As a counselor, listening is a big part of what I offer others as they come to me with struggles that need to be shared and worked through. Below are some thoughts that came to me today as one of my good friends spurred a conversation about this topic.
Listening is often one of the hardest, but most important things we can do.
For many of us, it’s simply hard to just listen. Our lives are full of things that distract us from this crucial act of love and grace that we can offer to each other. There is always so much competing for our minds that it can be very hard to be silent and give someone full attention. It’s easy to underestimate the impact that listening to others can have. Not realizing and believing in its value, we fail to implement it in our daily interactions. Many times we lean towards other means of trying to help, such as offering advice or referring them to a book or someone else.
Listening can be scary.
Listening can be scary? Surprisingly, yes. Listening puts us in a position of silence, which for some of us is just not comfortable. While listening, we may hear something that hits home, spurring fear and shame from our own personal lives. Sometimes we feel pressure to have answers for others, so we struggle to listen because we are trying to figure out what we are going to say.

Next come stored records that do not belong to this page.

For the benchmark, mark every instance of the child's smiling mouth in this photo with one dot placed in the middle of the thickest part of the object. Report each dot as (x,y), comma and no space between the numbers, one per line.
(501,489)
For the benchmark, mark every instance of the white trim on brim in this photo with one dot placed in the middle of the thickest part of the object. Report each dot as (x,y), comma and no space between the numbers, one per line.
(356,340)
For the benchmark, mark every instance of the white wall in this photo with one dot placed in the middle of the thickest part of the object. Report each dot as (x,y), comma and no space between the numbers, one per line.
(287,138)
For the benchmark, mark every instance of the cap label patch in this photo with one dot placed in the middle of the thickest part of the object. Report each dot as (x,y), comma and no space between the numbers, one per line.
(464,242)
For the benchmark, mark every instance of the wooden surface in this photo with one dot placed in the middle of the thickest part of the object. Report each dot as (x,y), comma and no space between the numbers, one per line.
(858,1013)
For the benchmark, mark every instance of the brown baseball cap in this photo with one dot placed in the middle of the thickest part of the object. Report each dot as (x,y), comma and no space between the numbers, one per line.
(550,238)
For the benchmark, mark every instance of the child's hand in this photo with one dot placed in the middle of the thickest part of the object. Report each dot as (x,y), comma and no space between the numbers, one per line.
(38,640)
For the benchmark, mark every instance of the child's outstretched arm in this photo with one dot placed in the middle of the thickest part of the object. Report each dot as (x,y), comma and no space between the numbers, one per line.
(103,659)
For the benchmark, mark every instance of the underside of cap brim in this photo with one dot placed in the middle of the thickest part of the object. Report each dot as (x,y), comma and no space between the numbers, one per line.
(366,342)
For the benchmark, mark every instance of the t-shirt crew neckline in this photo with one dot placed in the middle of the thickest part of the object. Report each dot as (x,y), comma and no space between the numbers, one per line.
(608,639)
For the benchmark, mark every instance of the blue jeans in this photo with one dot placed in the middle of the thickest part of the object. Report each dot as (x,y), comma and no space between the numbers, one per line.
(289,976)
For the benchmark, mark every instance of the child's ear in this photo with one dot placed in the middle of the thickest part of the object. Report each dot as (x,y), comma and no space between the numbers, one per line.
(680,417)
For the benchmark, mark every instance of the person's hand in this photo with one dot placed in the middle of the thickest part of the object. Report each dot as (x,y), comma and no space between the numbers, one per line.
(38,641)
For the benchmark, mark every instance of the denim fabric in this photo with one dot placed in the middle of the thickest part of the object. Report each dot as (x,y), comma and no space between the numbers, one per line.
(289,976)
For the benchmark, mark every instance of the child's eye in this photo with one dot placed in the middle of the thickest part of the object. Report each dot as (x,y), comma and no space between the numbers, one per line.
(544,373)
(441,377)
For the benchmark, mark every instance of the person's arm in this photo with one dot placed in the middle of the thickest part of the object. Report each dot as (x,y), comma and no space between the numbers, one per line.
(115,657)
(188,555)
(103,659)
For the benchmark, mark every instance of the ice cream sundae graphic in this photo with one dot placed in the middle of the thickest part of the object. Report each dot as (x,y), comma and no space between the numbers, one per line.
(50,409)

This kind of perspective also breeds fear that can make us want to stay away from situations in which we are called to listen.
Listening is good for all those involved.
Listening is a gift of grace, and this gift is not just for the one being heard. When we listen to others, we stand to benefit as well from this precious gift. Listening can uncover our own wounds. God can use such times to help reveal and meet our own needs. By its very nature, the act of listening requires us to be quiet. These moments of silence (which many of us often avoid) allow us time to hear what God is saying. It gives us an opportunity to engage with those things on our hearts and minds that are troubling us. I have found it to be true that God often connects me with people that wind up sharing things that I can relate to myself. It seems that He creates connections for needs to be met and wounds to be healed.
Listening meets needs.
The truth is, when someone is simply heard, many of their immediate needs are met, including the need for attention, the need for acceptance, the need for grace, and the need for security. By listening, we express value in another person. When we are able to remember that we do not have to have answers, we rely on and trust God to provide them at the right time. His plan is always much better than anything we can come up with.
Listening has become something that I value and engage in quite a bit. I have found myself leaning heavily upon a personal prayer that goes something like this…”God give me your eyes and ears for a second here, because I really want to SEE and HEAR this person”. That conversation with Him helps me put aside distractions and focus on what’s most important in the moment. It reminds me that He is present, no one is expected to fix anything, He will provide what is needed, and my full attention is a wonderful and powerful gift.